L’histoire se révèle finalement être inventée. Le lendemain, le quotidien catholique L’Action titre: «Des milliers de curieux attendent, en vain, l’apparition de la Vierge à la grotte de la paroisse N.-D.-de-Grâce». Le vicaire de Notre-Dame-de-Grâce, interrogé par le journal le samedi précédant l’événement, se montre embarrassé, précisant qu’il serait bon de ne pas porter attention aux propos d’une enfant qui voit déjà sa mère partout depuis sa mort. Puis de renchérir avec une certaine pointe d’exaspération: «Lorsqu’on tente de faire comprendre aux gens qu’il faut être prudents dans des cas semblables, nos interlocuteurs s’empressent d’ajouter que les prêtres d’aujourd’hui n’ont plus la foi».

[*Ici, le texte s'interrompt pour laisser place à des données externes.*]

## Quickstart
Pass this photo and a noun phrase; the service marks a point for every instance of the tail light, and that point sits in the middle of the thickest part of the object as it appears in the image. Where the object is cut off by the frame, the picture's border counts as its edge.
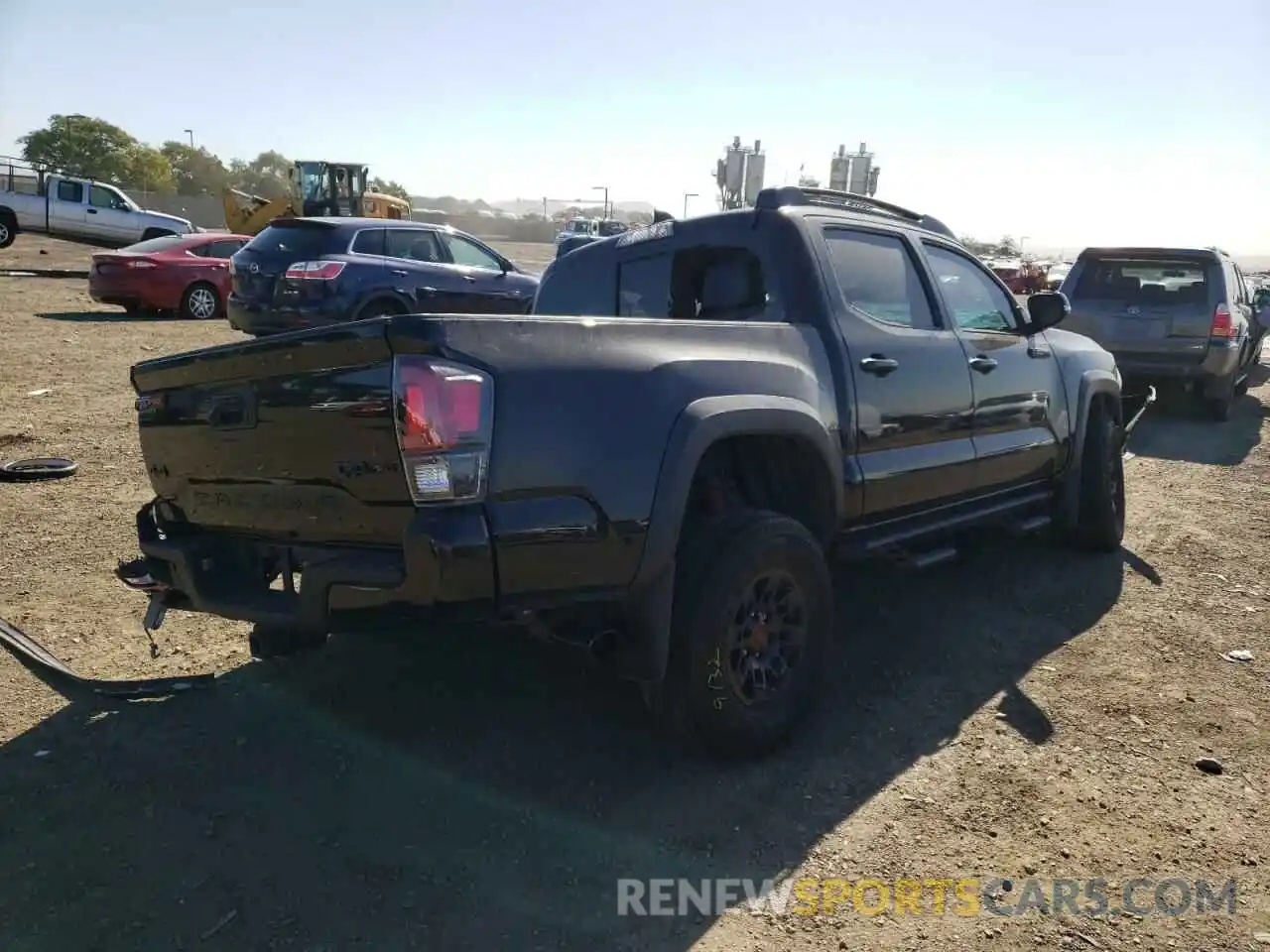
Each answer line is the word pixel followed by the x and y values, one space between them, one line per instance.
pixel 1223 325
pixel 316 271
pixel 444 420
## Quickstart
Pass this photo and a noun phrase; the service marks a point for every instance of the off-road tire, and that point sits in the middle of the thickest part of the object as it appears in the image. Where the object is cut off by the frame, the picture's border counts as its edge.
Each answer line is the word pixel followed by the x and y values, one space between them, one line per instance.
pixel 268 642
pixel 200 302
pixel 1100 513
pixel 698 705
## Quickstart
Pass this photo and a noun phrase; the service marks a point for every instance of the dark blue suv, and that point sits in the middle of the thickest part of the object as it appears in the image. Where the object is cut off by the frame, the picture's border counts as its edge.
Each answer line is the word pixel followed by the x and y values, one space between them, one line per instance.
pixel 309 272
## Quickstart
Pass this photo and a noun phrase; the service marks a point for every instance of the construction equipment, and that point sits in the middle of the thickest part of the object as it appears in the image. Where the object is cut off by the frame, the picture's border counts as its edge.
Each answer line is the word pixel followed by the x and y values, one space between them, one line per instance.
pixel 314 188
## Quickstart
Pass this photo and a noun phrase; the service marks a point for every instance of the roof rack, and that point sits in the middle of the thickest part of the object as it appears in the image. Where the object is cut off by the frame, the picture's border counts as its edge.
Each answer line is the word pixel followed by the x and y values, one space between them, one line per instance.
pixel 790 195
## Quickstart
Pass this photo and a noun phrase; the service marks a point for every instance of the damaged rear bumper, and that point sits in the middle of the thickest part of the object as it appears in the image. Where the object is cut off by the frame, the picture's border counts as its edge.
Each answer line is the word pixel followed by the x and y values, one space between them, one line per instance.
pixel 444 560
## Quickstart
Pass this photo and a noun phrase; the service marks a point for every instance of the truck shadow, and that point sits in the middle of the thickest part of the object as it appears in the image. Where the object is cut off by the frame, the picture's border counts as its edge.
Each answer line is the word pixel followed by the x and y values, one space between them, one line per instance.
pixel 476 789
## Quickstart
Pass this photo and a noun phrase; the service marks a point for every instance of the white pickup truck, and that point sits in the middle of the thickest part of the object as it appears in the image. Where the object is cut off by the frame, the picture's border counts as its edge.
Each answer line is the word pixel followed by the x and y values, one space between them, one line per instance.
pixel 76 208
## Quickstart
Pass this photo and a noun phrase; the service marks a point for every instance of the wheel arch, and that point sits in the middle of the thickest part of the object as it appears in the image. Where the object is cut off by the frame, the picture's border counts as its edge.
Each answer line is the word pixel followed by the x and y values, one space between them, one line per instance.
pixel 1097 389
pixel 703 425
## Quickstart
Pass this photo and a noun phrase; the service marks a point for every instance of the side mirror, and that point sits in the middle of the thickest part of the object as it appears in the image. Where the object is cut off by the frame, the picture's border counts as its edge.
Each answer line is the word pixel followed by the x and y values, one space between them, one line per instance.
pixel 1047 309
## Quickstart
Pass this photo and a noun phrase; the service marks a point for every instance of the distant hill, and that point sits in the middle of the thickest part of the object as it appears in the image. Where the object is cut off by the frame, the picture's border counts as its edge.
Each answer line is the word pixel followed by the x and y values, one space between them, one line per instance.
pixel 521 206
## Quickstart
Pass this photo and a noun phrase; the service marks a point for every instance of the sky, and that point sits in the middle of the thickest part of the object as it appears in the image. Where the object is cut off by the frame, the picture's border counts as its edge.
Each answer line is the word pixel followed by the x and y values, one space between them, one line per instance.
pixel 1074 123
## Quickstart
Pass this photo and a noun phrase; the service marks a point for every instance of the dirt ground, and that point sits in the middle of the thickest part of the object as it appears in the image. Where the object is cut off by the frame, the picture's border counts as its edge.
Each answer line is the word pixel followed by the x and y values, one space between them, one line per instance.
pixel 1023 712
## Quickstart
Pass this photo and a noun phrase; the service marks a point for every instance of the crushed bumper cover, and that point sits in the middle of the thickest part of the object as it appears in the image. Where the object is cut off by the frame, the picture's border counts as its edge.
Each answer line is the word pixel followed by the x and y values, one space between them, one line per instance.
pixel 444 558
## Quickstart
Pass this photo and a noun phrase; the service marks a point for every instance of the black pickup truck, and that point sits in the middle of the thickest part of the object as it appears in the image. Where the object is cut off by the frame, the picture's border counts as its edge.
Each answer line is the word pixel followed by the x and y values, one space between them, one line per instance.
pixel 656 463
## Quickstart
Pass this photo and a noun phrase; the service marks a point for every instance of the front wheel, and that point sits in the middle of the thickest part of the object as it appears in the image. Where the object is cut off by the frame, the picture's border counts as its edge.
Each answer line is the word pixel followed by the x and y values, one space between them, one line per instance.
pixel 200 302
pixel 751 631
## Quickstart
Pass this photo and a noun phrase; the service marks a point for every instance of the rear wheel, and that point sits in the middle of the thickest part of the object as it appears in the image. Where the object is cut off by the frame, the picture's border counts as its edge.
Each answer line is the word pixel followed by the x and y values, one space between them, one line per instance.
pixel 749 635
pixel 200 302
pixel 8 230
pixel 1100 515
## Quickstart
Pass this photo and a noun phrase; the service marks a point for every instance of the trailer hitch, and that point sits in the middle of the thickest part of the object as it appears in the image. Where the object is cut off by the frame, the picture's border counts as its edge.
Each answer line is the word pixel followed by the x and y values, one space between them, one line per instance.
pixel 1137 416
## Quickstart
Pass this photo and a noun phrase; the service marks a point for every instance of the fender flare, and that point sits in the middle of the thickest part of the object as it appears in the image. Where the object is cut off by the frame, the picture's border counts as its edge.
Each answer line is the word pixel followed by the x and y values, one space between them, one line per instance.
pixel 701 424
pixel 1091 385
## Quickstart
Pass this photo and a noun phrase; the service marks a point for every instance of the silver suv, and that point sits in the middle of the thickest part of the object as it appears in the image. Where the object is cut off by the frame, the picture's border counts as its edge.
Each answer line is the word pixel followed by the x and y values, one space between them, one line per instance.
pixel 1170 315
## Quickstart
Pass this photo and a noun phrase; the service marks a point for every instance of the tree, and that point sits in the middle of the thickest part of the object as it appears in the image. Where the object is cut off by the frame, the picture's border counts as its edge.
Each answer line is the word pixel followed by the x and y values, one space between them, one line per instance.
pixel 148 169
pixel 267 176
pixel 195 172
pixel 390 188
pixel 81 145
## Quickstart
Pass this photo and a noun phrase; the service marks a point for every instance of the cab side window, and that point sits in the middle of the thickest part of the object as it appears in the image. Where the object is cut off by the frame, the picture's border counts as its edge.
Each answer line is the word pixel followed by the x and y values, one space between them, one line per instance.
pixel 973 299
pixel 707 282
pixel 878 280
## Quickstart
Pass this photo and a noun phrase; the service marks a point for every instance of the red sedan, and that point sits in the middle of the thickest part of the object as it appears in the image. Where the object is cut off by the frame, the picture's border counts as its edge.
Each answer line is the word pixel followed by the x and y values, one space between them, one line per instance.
pixel 183 273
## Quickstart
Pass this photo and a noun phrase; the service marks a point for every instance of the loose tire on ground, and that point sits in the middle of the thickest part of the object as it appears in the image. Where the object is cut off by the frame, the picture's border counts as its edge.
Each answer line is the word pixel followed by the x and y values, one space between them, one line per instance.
pixel 35 468
pixel 1100 515
pixel 200 302
pixel 719 594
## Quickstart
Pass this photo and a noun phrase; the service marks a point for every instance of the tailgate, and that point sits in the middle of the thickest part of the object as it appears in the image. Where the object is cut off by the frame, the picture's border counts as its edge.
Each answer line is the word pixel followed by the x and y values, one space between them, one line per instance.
pixel 291 436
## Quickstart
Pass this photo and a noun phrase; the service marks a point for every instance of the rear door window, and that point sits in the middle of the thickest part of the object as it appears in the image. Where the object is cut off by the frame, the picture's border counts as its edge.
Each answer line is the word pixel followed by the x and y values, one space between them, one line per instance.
pixel 368 241
pixel 1152 282
pixel 973 299
pixel 413 245
pixel 878 280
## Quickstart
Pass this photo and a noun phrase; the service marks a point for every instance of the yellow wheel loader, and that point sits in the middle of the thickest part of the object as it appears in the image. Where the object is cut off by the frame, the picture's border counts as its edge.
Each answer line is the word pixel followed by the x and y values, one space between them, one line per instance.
pixel 314 188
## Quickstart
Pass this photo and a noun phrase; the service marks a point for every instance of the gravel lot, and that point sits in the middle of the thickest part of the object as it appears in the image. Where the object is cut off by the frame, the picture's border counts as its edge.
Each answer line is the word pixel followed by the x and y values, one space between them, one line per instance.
pixel 1023 712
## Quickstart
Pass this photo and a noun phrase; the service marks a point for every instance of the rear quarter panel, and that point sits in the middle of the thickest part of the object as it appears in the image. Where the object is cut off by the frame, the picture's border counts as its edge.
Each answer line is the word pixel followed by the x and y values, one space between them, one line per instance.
pixel 583 414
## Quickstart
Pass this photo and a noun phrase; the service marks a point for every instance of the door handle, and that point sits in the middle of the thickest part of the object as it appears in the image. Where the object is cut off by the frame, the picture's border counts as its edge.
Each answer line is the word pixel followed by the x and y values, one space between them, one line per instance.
pixel 983 365
pixel 879 366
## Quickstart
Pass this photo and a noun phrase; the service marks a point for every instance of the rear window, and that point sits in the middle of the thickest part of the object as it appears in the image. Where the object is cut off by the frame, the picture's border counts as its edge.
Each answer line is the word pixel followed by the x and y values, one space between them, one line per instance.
pixel 295 239
pixel 1144 281
pixel 160 244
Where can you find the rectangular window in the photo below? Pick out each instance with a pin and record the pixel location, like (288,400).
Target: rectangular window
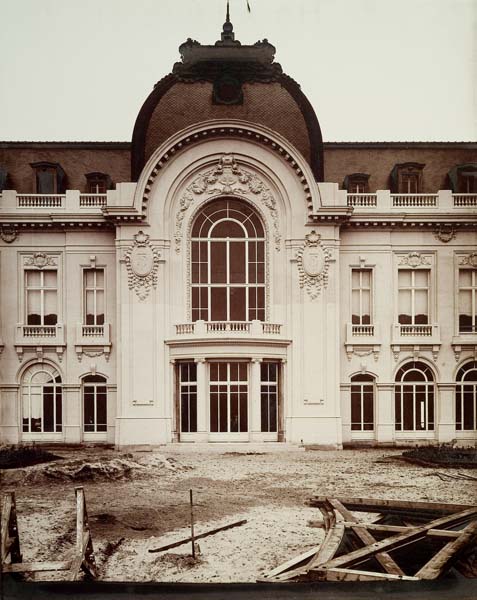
(41,297)
(188,396)
(361,296)
(93,300)
(269,374)
(467,301)
(413,296)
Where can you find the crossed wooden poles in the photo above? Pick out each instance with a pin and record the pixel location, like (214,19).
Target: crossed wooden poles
(80,558)
(408,541)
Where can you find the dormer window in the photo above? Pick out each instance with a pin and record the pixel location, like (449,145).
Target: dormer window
(97,183)
(356,183)
(49,178)
(406,178)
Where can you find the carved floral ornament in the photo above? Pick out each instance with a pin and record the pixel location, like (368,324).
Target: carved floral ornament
(227,178)
(142,262)
(8,234)
(40,260)
(414,259)
(469,259)
(313,264)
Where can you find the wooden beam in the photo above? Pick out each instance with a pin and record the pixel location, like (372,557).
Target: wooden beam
(293,562)
(439,561)
(200,536)
(62,565)
(396,541)
(337,574)
(383,558)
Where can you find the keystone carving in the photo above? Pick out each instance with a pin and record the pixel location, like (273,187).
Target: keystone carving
(313,264)
(227,178)
(414,259)
(142,262)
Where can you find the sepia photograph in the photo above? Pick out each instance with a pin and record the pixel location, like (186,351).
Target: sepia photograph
(238,299)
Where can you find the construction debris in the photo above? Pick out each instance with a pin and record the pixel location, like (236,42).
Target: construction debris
(406,541)
(81,557)
(199,536)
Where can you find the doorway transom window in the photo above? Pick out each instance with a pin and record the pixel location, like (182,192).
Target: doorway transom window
(228,263)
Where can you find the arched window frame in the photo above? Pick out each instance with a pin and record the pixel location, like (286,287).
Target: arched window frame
(466,397)
(92,415)
(49,392)
(362,397)
(199,312)
(414,398)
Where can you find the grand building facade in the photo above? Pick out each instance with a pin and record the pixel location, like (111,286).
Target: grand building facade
(228,276)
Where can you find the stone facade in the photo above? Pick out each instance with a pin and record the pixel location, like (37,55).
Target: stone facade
(229,293)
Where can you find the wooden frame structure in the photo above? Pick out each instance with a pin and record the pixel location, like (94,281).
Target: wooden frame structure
(406,541)
(80,558)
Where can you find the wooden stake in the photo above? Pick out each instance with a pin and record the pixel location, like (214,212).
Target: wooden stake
(192,524)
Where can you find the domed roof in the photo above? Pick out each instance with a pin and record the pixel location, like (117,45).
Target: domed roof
(227,80)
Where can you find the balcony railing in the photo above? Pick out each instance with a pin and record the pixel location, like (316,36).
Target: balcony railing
(41,200)
(362,199)
(228,327)
(414,200)
(463,200)
(88,200)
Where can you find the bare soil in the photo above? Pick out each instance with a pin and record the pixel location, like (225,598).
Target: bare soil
(146,505)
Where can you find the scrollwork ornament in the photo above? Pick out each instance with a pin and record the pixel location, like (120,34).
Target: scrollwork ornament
(8,234)
(313,264)
(414,259)
(227,178)
(469,259)
(142,262)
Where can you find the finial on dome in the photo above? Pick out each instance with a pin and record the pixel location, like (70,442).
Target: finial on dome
(227,29)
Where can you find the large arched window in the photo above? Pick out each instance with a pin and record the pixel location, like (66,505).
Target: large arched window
(95,404)
(41,400)
(228,263)
(414,397)
(466,398)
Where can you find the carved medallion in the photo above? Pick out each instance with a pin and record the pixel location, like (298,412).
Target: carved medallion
(313,263)
(227,178)
(414,259)
(8,234)
(142,261)
(40,260)
(445,233)
(470,259)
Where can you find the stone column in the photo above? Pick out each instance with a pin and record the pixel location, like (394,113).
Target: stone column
(254,400)
(202,400)
(384,417)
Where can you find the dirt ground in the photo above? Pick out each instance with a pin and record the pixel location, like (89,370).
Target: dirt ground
(143,503)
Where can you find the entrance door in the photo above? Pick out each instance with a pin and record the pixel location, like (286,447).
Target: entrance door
(228,405)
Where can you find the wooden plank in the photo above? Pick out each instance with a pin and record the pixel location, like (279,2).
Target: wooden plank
(396,541)
(62,565)
(388,563)
(440,561)
(292,563)
(437,533)
(200,536)
(396,506)
(337,574)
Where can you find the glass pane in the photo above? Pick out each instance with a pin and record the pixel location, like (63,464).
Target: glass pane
(237,304)
(237,263)
(218,260)
(218,299)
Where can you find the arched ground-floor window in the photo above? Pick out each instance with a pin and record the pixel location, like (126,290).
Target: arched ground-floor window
(42,410)
(414,398)
(466,398)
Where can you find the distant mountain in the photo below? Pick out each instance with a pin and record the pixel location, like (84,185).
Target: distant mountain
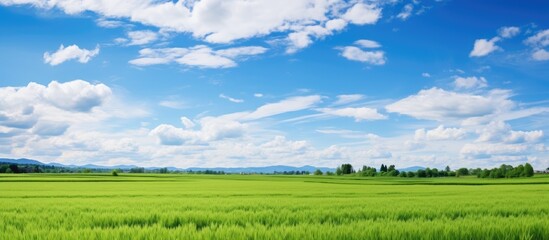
(411,169)
(267,169)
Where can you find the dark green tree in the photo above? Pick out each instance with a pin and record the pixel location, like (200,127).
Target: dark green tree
(347,168)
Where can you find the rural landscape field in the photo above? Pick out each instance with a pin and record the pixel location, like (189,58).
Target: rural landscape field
(274,119)
(160,206)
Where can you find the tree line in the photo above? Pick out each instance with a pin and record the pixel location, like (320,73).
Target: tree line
(504,171)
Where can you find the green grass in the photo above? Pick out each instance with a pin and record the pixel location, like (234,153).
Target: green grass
(148,206)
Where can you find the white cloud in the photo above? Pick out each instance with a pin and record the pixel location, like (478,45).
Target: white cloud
(357,54)
(231,99)
(48,128)
(218,21)
(173,104)
(68,53)
(488,150)
(77,95)
(470,82)
(50,110)
(109,23)
(359,114)
(142,37)
(540,55)
(287,105)
(336,24)
(440,133)
(406,12)
(365,43)
(508,32)
(197,56)
(499,131)
(187,123)
(440,105)
(362,14)
(349,134)
(211,129)
(348,98)
(541,39)
(483,47)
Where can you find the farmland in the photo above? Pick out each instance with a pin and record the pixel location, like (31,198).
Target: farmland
(170,206)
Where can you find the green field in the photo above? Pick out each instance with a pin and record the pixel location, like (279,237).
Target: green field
(169,206)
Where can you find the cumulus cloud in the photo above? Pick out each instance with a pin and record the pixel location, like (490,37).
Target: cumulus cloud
(540,55)
(541,39)
(187,123)
(38,111)
(538,42)
(441,105)
(470,82)
(218,21)
(197,56)
(499,131)
(142,37)
(359,114)
(406,12)
(45,128)
(362,14)
(109,23)
(508,32)
(365,43)
(483,47)
(356,54)
(235,100)
(348,98)
(287,105)
(64,54)
(489,150)
(211,129)
(77,95)
(440,133)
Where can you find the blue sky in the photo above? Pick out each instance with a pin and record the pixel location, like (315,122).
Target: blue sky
(254,83)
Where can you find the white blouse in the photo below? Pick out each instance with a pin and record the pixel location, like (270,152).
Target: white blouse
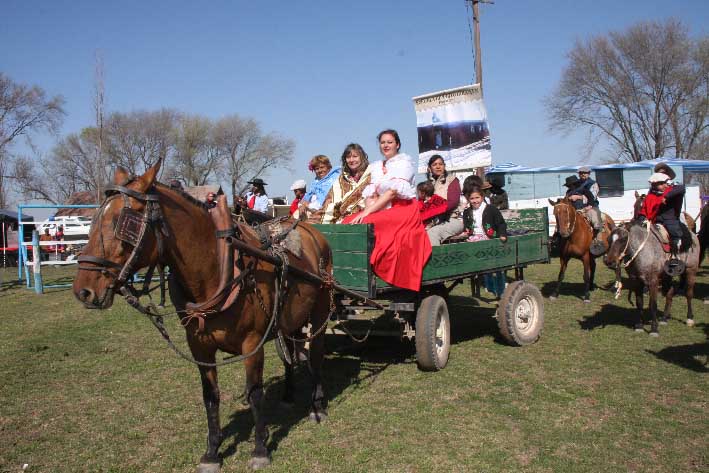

D’ailleurs, l’événement a probablement pour effet de raviver un instant la piété dans Saint-Sauveur, alors que la pratique religieuse diminue tranquillement au cours de ces mêmes années. L’oasis, quant à elle, est remise sous les projecteurs un court moment.
Un magnétisme qui perdure
L’église de la paroisse Notre-Dame-de-Grâce a été détruite en 2009 et remplacée par une coopérative d’habitation. Depuis peu, des bancs et de la végétation ont été ajoutés à l’oasis. Les citoyens·nes s’y rendent pour courir, promener leur chien, monter en Haute-Ville, discuter, revendiquer, se rassembler. Les enfants viennent y jouer et inventer des histoires. Les activités spontanées s’insèrent tout naturellement dans ce décor en pleine nature. Le soir venu, l’ambiance change et les oreilles se tendent. Certains·es passants·es auraient été témoins de choses étranges. Serait-ce le produit de farceurs·ses des temps modernes? Des apparitions mystérieuses? Chose certaine, le lieu a encore plusieurs secrets à révéler…
SOURCES
- Dale Gilbert, De cloches et de voix. Patrimoine de la vie paroissiale à Notre-Dame-de-Grâce de Québec, 1924-2009, Québec, Éditions Zemë, 2012, 124 p.
- L’Action : quotidien catholique, 1967-09-18, Collections de BAnQ.